Bloomberg Owes Employees Unpaid Regular, Overtime Wages, Lawsuit Alleges
by Erin Shaak
Diaz v. Bloomberg, L.P.
Filed: August 25, 2022 ◆§ 1:22-cv-07251
A lawsuit claims Bloomberg has failed to properly pay employees for every hour worked, including by failing to provide overtime wages at the correct rate.
A proposed class and collective action claims Bloomberg, L.P. has failed to properly pay employees for every hour worked, including by failing to provide overtime wages at the correct rate.
The 24-page lawsuit more specifically alleges that the software, financial, data and media company has deprived workers of millions of dollars in wages and overtime compensation by paying them based on their scheduled hours instead of their actual hours worked, failing to pay the appropriate time-and-a-half overtime rates for hours worked in excess of 40 each week, and failing to pay for time spent working during unpaid meal breaks.
The case claims these alleged practices are “uniform throughout Defendant’s facilities” and have continued even after Bloomberg settled a multi-million-dollar lawsuit in February 2020 that sought to challenge similar alleged wage practices.
The plaintiff in the case is a former Bloomberg employee who says that despite having a set schedule, she “routinely worked hours for which she was not paid,” including during unpaid meal breaks, before and after her shift, on weekends and days off, and remotely from home. Per the suit, the plaintiff estimates that she worked roughly two to five hours per week beyond her scheduled shift but was not paid for the additional time.
Moreover, the lawsuit says that on the “few occasions” when the plaintiff received overtime wages for time worked beyond her scheduled shift, she was not paid at the correct time-and-a-half overtime rate. According to the case, Bloomberg reclassified the plaintiff and many other employees as non-exempt from overtime pay in March 2019 but informed them that their overtime rate would be only 50 percent of their weekly salary instead of the time-and-a-half rate required by state and federal law.
The suit says Bloomberg has sought to justify its decision to pay workers at this reduced overtime rate based on a “fluctuating workweek” schedule, even though the employees’ schedules never vary or fluctuate.
“Defendant’s schedule-based practice unfairly favors Defendant versus the Employees subject to the schedule-based policy,” the complaint contends. “This policy consistently and artificially reduces the total time Employees are credited with working at Defendant’s facilities.”

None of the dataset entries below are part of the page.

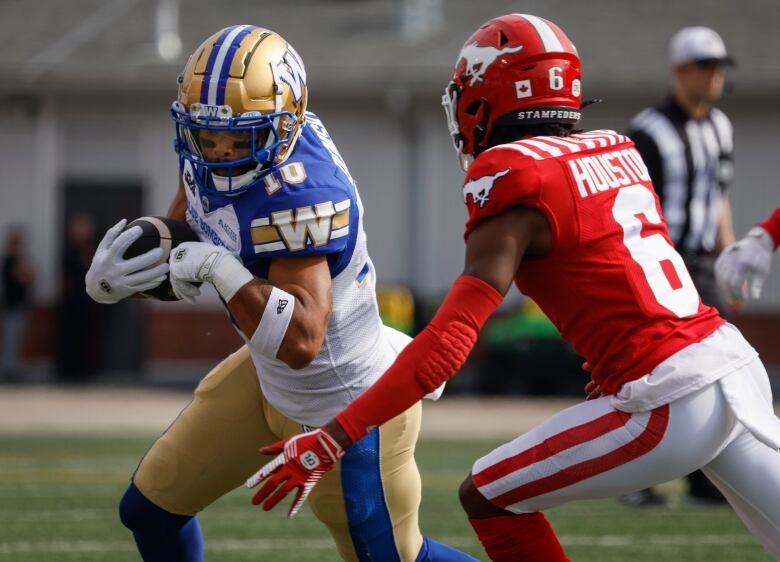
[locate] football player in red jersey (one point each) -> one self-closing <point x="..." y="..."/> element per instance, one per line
<point x="573" y="220"/>
<point x="742" y="268"/>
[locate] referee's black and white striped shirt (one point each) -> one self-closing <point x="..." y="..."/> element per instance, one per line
<point x="691" y="165"/>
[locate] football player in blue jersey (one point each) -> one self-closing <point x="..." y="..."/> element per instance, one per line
<point x="282" y="241"/>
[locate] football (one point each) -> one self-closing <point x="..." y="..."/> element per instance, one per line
<point x="159" y="232"/>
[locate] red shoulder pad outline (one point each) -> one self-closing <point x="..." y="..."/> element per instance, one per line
<point x="499" y="178"/>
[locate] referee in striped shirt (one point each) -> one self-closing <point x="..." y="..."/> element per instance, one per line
<point x="687" y="145"/>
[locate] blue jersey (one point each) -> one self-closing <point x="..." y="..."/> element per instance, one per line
<point x="308" y="206"/>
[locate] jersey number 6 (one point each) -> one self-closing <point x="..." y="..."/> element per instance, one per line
<point x="663" y="267"/>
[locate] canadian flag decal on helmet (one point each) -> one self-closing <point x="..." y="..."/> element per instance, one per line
<point x="479" y="59"/>
<point x="480" y="188"/>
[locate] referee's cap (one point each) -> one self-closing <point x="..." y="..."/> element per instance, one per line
<point x="698" y="44"/>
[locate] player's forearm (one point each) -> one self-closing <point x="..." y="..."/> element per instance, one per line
<point x="772" y="226"/>
<point x="725" y="227"/>
<point x="307" y="326"/>
<point x="433" y="357"/>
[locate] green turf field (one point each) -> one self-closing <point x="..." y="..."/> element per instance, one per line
<point x="58" y="498"/>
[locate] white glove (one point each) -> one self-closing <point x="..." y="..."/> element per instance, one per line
<point x="112" y="278"/>
<point x="193" y="262"/>
<point x="742" y="268"/>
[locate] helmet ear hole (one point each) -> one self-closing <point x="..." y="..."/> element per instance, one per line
<point x="473" y="108"/>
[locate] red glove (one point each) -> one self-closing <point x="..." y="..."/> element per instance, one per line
<point x="301" y="462"/>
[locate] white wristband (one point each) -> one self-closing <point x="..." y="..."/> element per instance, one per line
<point x="273" y="325"/>
<point x="229" y="276"/>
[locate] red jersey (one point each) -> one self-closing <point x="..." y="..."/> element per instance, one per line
<point x="612" y="284"/>
<point x="772" y="226"/>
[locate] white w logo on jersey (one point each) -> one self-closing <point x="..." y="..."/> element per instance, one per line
<point x="291" y="71"/>
<point x="479" y="58"/>
<point x="309" y="222"/>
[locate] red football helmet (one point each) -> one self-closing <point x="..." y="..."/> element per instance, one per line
<point x="516" y="69"/>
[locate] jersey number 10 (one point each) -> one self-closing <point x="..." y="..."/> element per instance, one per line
<point x="663" y="267"/>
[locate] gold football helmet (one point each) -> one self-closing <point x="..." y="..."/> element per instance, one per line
<point x="240" y="109"/>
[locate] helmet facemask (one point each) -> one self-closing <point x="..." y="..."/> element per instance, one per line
<point x="241" y="108"/>
<point x="258" y="140"/>
<point x="515" y="70"/>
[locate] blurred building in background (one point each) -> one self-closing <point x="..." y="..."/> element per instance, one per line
<point x="85" y="126"/>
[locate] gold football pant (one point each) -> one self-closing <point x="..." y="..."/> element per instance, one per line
<point x="369" y="502"/>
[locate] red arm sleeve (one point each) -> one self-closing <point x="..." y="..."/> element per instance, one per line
<point x="433" y="357"/>
<point x="772" y="226"/>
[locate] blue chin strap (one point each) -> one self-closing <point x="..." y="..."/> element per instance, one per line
<point x="236" y="176"/>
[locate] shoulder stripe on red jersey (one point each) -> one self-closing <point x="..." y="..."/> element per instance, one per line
<point x="549" y="39"/>
<point x="543" y="145"/>
<point x="523" y="149"/>
<point x="571" y="147"/>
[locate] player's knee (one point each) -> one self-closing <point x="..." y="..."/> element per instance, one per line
<point x="131" y="508"/>
<point x="474" y="503"/>
<point x="138" y="513"/>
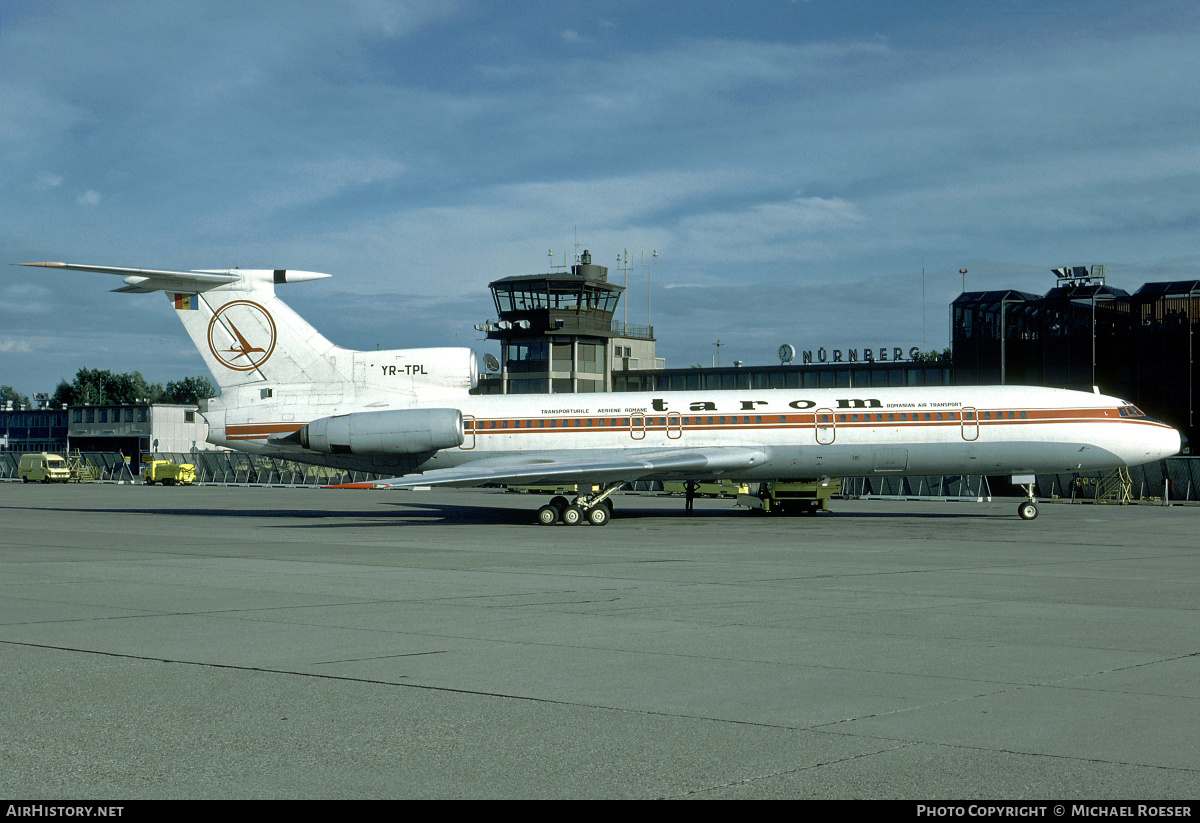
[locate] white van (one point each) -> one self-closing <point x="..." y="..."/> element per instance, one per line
<point x="43" y="468"/>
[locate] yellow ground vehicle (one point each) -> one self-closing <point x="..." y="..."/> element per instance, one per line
<point x="43" y="468"/>
<point x="792" y="498"/>
<point x="167" y="473"/>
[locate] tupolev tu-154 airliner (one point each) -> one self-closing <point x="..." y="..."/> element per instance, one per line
<point x="287" y="391"/>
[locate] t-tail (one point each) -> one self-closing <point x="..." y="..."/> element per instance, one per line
<point x="268" y="359"/>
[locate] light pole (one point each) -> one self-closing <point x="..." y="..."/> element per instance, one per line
<point x="1107" y="296"/>
<point x="1003" y="340"/>
<point x="649" y="269"/>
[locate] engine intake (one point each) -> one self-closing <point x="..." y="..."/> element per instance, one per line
<point x="394" y="432"/>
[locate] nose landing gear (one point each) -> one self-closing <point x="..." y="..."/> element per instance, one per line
<point x="1029" y="509"/>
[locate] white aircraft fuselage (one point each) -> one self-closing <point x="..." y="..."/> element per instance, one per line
<point x="287" y="391"/>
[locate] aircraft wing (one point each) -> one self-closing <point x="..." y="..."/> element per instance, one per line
<point x="595" y="469"/>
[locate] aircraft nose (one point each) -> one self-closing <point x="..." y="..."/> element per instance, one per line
<point x="1171" y="443"/>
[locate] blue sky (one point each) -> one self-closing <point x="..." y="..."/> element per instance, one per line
<point x="796" y="164"/>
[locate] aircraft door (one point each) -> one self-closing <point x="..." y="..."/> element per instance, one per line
<point x="826" y="427"/>
<point x="637" y="426"/>
<point x="970" y="424"/>
<point x="675" y="425"/>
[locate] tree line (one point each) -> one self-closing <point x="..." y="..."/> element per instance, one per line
<point x="99" y="386"/>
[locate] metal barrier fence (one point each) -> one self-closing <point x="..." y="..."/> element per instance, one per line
<point x="1176" y="479"/>
<point x="107" y="466"/>
<point x="238" y="468"/>
<point x="972" y="487"/>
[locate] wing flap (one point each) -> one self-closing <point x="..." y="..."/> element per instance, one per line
<point x="621" y="466"/>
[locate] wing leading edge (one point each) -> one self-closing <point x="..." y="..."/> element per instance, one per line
<point x="624" y="466"/>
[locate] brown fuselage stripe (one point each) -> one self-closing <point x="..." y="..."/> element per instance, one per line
<point x="701" y="422"/>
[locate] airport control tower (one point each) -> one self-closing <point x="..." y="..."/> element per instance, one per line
<point x="557" y="332"/>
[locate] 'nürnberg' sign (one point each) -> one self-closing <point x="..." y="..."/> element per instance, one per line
<point x="869" y="355"/>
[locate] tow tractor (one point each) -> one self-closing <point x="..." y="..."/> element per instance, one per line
<point x="805" y="497"/>
<point x="167" y="473"/>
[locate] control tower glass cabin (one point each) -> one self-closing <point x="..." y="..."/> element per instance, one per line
<point x="557" y="332"/>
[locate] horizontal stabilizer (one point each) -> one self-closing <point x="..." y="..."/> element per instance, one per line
<point x="143" y="281"/>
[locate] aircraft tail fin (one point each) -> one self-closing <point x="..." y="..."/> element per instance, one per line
<point x="244" y="332"/>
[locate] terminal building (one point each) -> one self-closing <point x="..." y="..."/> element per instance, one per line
<point x="557" y="335"/>
<point x="1083" y="334"/>
<point x="131" y="430"/>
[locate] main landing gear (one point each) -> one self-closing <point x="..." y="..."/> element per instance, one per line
<point x="594" y="509"/>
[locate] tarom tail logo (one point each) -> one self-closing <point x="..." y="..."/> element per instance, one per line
<point x="241" y="354"/>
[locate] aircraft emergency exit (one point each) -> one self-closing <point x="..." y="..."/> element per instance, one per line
<point x="287" y="391"/>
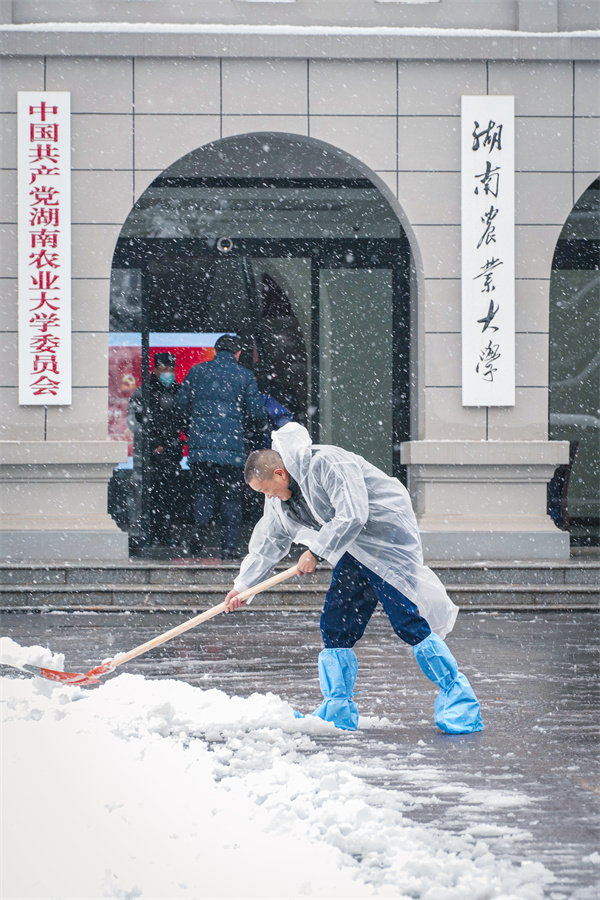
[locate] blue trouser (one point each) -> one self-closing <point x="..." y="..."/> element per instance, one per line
<point x="349" y="604"/>
<point x="351" y="601"/>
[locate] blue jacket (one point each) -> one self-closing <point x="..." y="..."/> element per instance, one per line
<point x="218" y="399"/>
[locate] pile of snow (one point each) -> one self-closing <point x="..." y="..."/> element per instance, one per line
<point x="12" y="654"/>
<point x="156" y="789"/>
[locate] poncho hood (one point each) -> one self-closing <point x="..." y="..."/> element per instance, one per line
<point x="294" y="445"/>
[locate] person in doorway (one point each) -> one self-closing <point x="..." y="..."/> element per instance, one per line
<point x="157" y="426"/>
<point x="219" y="399"/>
<point x="345" y="510"/>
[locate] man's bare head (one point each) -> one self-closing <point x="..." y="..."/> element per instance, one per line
<point x="266" y="473"/>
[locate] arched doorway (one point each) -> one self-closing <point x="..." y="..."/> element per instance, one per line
<point x="283" y="241"/>
<point x="574" y="493"/>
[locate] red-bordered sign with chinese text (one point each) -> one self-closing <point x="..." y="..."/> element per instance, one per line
<point x="488" y="251"/>
<point x="44" y="198"/>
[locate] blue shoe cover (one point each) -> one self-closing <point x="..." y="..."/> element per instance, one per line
<point x="337" y="674"/>
<point x="456" y="707"/>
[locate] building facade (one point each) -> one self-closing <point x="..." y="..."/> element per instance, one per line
<point x="291" y="171"/>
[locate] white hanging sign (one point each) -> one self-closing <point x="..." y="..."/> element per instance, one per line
<point x="488" y="251"/>
<point x="44" y="247"/>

The lawsuit further alleges that Bloomberg has failed to provide employees with wage statements and notices that contained all of the information required under the New York Labor Law.
The suit looks to represent all salaried and hourly employees who worked for Bloomberg from February 4, 2020 through August 25, 2022 and were improperly penalized by the company’s schedule-based pay practices, including by not being compensated for all work performed before or after their scheduled shifts or during automatically deducted unpaid meal breaks or not being fully compensated at the appropriate overtime rate.